Editorial: Change bank law, help Duanesburg schools recover stolen funds

Who will get Duanesburg school district its lost money back?

More than seven months have passed since the Duanesburg Central School District’s bank account was emptied out by computer hackers. All but $497,000 of the $3.8 million stolen was quickly recovered, but that sum got wired overseas to a place the United States has no reciprocity, and as a story in Wednesday’s Gazette revealed, both the school district’s bank and insurance carrier refuse to make good on the loss. A loophole in federal banking law appears to support their position — weasly though it may be — so district taxpayers will likely get stuck holding the bag. What an outrage!
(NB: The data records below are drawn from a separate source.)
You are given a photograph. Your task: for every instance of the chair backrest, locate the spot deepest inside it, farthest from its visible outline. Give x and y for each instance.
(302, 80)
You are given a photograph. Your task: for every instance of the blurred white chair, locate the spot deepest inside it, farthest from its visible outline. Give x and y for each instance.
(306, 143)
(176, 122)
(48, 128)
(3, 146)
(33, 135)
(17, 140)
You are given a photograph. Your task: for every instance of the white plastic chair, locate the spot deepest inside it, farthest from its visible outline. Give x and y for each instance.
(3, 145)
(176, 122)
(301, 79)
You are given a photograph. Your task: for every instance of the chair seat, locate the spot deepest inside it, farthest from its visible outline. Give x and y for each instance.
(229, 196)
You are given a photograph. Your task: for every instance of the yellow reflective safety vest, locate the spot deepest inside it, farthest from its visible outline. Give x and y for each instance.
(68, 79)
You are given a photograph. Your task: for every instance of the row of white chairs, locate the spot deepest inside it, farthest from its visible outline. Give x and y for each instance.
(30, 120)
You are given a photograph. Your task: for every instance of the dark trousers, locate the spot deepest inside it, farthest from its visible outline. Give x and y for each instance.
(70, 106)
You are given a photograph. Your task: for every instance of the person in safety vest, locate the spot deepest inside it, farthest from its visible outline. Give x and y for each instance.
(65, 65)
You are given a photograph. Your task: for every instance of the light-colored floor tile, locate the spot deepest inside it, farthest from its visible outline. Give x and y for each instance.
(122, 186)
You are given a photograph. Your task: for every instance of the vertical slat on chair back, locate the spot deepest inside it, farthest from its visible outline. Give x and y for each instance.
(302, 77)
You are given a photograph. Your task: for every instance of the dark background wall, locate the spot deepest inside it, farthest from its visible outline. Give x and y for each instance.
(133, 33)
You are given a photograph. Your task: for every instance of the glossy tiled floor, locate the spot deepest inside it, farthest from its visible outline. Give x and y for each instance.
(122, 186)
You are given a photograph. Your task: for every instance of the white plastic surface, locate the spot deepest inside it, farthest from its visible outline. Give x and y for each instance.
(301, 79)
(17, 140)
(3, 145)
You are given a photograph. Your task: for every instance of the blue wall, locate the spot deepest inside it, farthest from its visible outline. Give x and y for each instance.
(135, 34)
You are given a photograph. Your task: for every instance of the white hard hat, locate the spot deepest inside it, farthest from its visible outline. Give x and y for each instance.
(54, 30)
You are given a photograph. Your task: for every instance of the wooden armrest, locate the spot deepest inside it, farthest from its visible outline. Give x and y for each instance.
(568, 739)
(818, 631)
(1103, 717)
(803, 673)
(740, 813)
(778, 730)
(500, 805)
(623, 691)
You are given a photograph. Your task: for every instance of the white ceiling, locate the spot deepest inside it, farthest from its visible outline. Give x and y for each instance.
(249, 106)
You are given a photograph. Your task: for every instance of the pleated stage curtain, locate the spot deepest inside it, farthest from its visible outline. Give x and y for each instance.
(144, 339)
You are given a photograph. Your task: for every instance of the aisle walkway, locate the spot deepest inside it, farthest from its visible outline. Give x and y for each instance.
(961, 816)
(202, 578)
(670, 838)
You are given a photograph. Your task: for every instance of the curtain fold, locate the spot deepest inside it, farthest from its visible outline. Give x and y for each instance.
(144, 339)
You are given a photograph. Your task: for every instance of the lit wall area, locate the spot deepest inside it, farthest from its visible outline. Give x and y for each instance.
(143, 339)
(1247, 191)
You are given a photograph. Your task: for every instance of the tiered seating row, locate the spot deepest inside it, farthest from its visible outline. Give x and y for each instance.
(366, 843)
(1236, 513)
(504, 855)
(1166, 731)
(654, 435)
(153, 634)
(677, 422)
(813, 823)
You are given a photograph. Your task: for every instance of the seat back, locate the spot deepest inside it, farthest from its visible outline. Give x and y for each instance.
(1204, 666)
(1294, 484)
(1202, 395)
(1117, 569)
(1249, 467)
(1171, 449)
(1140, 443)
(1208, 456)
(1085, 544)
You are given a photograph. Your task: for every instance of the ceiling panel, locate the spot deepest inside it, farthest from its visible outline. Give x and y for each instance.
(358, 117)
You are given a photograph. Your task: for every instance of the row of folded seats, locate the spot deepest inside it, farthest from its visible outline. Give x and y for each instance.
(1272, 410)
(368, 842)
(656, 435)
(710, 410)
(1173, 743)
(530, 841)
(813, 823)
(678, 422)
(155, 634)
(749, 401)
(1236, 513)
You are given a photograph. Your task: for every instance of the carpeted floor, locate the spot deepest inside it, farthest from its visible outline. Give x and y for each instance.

It seems unbelievable that the district, through no fault of its own, is out such a substantial amount of money while the entity that last had control over it — NBT Bank — is allowed to walk away. The district is considering legal action against the bank, which it has subsequently severed its ties with, but recovery of the funds is by no means a foregone conclusion. The federal investigation into what happened has thus far failed to produce any results, and no arrests have been made.

Still, it would seem that the bank — not its customers — should be the one to take the hit when such a loss occurs. Indeed, individual customers are protected from such losses under the Electronic Funds Transfer Act; why there’s an exemption for commercial and municipal customers is anybody’s guess.

Clearly, the law needs to be changed. Sen. Chuck Schumer not only needs to pursue such a fix more quickly than he has been, he needs to look into helping make Duanesburg whole again. Half a million dollars is a lot of money to so small a school district.